Improve agent responses

If you find some responses during testing that don't meet your expectations, try the following.

Deploy your agent

There are many ways to deploy your agent:

  • The simplest option is to use a Dialogflow CX integration, which provides a user interface for your agent. Each integration provides instructions for deployment.

  • The Dialogflow Messenger integration is a particularly good option for data store agents. It has built-in options for generative features.

  • You can create your own user interface and use the Dialogflow CX API for interactions. Your user interface implementation is in control of deployment.
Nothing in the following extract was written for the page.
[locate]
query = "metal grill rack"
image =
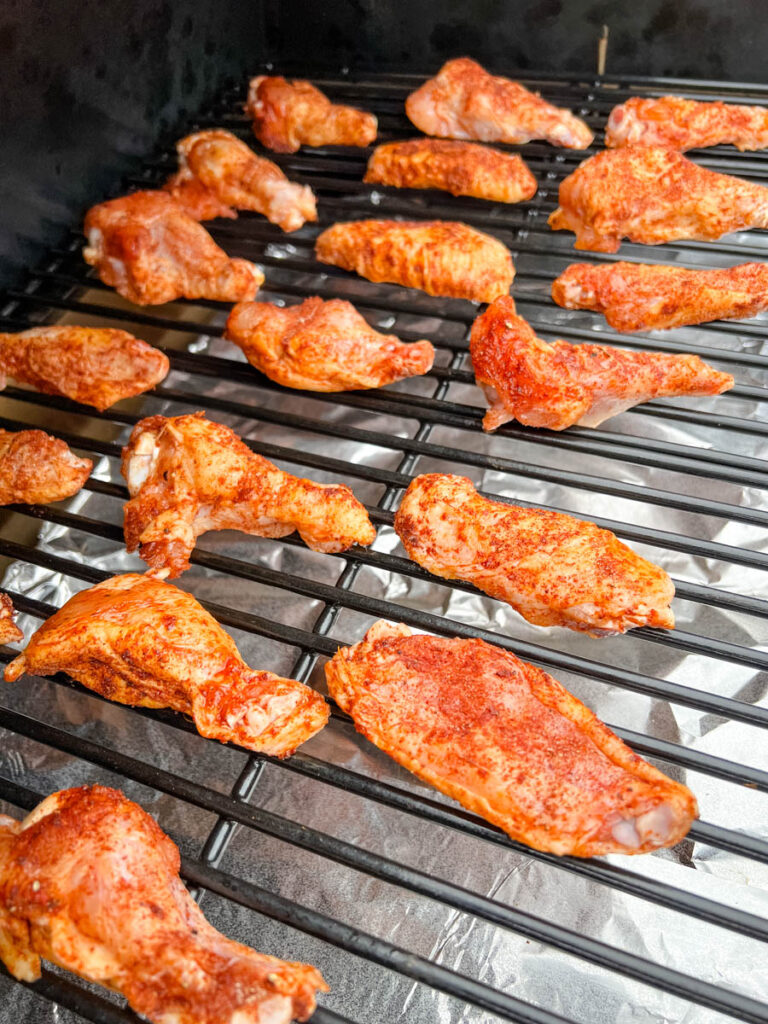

Track your agent's performance

You can monitor your agents conversation history and you can use the analytics tool for agent statistics.

Special intents

In addition to handling questions about the content you provide, the data store agent can handle the following types of questions:

  • Agent identification: Handles questions like "Who are you?" or "Are you human?".
  • Escalate to a human agent: Handles questions like "I want to talk to a human" or "I want to talk to a real person".

This is accomplished by automatically generated intents and intent routes.

Hybrid agents

If you have an existing Dialogflow CX agent, you can upgrade this agent to a hybrid agent, which combines the power of precise conversation controls (flows, parameters, intents, conditions, transitions, and so on) with data store handler generative features.

As part of this upgrade, you may wish to delete or temporarily disable intent routes (while testing data store handlers) for certain conversation scenarios from your agent, because the data store handlers can handle those scenarios more simply.

The following scenarios are recommended for data store handlers:

  • Questions that can be answered by your organization's documents or website.
  • FAQs that do not require database lookups.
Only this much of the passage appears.